Стефан Жеромский - Сизифов труд
– Об этом я не спрашиваю, не желаю знать! Какое же произведение вам понравилось больше всего?
– Как сказать? Третья часть «Дзядов»… «Импровизация»… «Пан Тадеуш», «Книги пилигримства польского»…[48]
Штеттер умолк. Мгновение спустя он еще спросил:
– Ну, а что вы знаете о Мицкевиче?
Ученик ясно, внятно и очень подробно рассказал на русском языке о молодости поэта, о «Союзе променистых», филоматах и филаретах,[49] об аресте, заточении и ссылке.
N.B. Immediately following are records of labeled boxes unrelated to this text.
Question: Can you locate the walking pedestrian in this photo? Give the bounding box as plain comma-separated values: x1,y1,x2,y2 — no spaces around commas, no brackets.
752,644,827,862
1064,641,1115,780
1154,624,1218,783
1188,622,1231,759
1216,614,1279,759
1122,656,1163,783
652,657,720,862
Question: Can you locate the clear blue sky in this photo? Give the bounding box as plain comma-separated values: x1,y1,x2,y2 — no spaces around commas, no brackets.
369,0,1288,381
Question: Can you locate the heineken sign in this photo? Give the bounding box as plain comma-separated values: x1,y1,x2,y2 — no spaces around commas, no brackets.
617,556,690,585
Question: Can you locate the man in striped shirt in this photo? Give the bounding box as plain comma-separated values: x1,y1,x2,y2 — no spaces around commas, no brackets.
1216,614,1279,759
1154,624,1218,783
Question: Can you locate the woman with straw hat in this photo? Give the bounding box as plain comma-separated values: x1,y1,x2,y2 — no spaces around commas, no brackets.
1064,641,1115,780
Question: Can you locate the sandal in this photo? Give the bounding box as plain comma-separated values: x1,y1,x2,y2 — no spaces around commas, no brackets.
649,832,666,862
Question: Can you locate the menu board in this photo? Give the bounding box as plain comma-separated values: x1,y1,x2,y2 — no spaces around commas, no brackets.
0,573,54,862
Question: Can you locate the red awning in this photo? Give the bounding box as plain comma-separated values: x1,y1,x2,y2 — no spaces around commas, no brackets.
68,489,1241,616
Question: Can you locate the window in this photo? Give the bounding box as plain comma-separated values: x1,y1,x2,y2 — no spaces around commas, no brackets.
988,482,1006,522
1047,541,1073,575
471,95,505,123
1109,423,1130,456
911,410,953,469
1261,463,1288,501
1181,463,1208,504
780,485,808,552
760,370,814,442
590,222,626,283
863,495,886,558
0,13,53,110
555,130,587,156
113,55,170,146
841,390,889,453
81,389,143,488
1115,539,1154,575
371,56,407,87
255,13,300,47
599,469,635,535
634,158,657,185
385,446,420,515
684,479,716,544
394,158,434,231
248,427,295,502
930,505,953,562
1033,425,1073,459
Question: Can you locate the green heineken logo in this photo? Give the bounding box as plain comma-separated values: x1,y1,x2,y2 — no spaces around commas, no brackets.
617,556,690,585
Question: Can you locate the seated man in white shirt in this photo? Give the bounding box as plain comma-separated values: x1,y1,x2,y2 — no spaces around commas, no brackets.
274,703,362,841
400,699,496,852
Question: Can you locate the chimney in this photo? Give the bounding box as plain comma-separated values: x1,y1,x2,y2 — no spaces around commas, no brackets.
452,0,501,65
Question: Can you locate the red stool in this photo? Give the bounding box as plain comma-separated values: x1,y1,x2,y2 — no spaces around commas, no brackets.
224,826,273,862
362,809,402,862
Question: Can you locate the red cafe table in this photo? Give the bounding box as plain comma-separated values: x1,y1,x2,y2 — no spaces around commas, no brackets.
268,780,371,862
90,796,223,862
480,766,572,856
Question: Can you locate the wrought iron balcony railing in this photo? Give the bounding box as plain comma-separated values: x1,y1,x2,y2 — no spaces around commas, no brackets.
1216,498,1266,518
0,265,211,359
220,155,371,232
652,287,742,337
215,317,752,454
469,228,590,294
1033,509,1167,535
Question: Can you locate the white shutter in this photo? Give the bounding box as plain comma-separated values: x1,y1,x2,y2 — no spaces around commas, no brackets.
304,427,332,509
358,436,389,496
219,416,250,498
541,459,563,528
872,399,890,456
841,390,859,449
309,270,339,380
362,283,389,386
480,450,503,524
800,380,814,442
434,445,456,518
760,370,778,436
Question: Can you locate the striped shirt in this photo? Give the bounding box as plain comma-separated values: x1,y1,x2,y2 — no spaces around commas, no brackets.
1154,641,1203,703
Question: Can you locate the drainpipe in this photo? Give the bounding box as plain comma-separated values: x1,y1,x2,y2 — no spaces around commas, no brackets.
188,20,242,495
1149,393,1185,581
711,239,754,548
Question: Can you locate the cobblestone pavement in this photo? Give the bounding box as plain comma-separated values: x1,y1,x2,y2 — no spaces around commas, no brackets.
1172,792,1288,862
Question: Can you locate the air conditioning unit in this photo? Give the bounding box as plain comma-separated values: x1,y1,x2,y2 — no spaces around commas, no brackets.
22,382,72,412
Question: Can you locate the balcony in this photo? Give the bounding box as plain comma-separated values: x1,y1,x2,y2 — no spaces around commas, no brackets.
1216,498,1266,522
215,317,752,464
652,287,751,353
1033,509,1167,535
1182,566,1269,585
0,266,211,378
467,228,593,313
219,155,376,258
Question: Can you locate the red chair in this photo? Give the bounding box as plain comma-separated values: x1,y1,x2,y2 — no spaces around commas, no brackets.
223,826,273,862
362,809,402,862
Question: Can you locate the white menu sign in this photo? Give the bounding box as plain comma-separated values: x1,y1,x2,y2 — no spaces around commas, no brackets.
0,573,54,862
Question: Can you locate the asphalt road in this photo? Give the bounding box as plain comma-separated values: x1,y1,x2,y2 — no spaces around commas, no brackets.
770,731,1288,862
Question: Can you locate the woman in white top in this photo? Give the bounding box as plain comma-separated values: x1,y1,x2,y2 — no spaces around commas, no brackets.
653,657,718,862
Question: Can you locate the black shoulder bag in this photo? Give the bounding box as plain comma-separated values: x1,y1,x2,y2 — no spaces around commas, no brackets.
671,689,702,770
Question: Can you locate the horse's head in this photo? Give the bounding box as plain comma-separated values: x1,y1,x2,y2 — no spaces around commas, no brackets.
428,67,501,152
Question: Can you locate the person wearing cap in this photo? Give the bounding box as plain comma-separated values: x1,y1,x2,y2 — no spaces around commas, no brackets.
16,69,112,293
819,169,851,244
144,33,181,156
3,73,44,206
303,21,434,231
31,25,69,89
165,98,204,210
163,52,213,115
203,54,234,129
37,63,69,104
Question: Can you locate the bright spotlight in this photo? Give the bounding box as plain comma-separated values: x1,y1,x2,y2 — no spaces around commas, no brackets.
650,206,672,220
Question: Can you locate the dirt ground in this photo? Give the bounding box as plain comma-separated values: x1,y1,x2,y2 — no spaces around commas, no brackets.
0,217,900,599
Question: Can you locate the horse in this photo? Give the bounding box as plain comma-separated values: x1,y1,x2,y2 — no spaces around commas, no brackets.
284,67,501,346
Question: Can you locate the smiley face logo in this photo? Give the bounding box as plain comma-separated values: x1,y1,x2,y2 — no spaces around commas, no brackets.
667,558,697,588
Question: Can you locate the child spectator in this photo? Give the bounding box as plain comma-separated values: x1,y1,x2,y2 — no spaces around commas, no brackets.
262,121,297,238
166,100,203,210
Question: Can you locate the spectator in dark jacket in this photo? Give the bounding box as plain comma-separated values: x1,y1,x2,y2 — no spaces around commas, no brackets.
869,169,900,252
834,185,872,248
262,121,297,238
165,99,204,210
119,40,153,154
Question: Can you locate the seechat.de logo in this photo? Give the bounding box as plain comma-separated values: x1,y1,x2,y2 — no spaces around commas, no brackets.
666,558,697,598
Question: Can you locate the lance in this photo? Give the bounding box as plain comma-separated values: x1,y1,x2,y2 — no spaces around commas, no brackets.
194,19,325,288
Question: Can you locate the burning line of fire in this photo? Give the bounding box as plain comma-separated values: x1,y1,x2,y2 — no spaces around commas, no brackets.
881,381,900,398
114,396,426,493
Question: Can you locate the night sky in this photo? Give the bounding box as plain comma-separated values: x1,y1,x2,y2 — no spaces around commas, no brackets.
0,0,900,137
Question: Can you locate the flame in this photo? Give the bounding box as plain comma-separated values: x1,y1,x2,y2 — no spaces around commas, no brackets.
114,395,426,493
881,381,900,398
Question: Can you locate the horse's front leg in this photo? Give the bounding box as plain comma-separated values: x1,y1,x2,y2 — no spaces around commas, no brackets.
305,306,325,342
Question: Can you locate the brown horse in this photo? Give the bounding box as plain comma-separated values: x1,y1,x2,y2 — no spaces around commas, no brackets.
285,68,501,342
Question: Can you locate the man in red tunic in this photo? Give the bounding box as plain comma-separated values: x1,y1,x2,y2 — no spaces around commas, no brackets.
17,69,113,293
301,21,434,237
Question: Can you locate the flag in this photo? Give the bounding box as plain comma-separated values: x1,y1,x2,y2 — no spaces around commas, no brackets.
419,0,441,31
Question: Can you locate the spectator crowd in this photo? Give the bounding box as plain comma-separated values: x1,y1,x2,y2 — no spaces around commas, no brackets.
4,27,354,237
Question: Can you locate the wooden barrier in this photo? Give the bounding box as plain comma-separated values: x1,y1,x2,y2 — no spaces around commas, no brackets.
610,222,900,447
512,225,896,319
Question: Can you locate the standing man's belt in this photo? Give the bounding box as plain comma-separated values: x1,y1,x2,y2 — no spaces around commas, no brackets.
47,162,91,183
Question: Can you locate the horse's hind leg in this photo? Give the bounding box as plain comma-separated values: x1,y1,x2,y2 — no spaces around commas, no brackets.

Потом он совершенно неожиданно переехал из Вильна в Варшаву и, повернувшись уже не к преподавателю, а к классу, принялся на превосходном, прямо-таки изысканном русском языке, с похвальным отсутствием «полонизмов» красноречиво излагать нападение подхорунжих на Бельведер в ночь на 29 ноября.[50]
Ошеломленный учитель, стремясь поскорей прервать это изложение, спросил:
– Быть может, вы знаете что-нибудь наизусть?
– Да, кое-что знаю.
– Прочтите.
Зыгер закрыл книгу, минутку подумал и тотчас заговорил негромким, но звучащим как благородный металл голосом:
Нам велели не стрелять. Чтоб виднее было…[51]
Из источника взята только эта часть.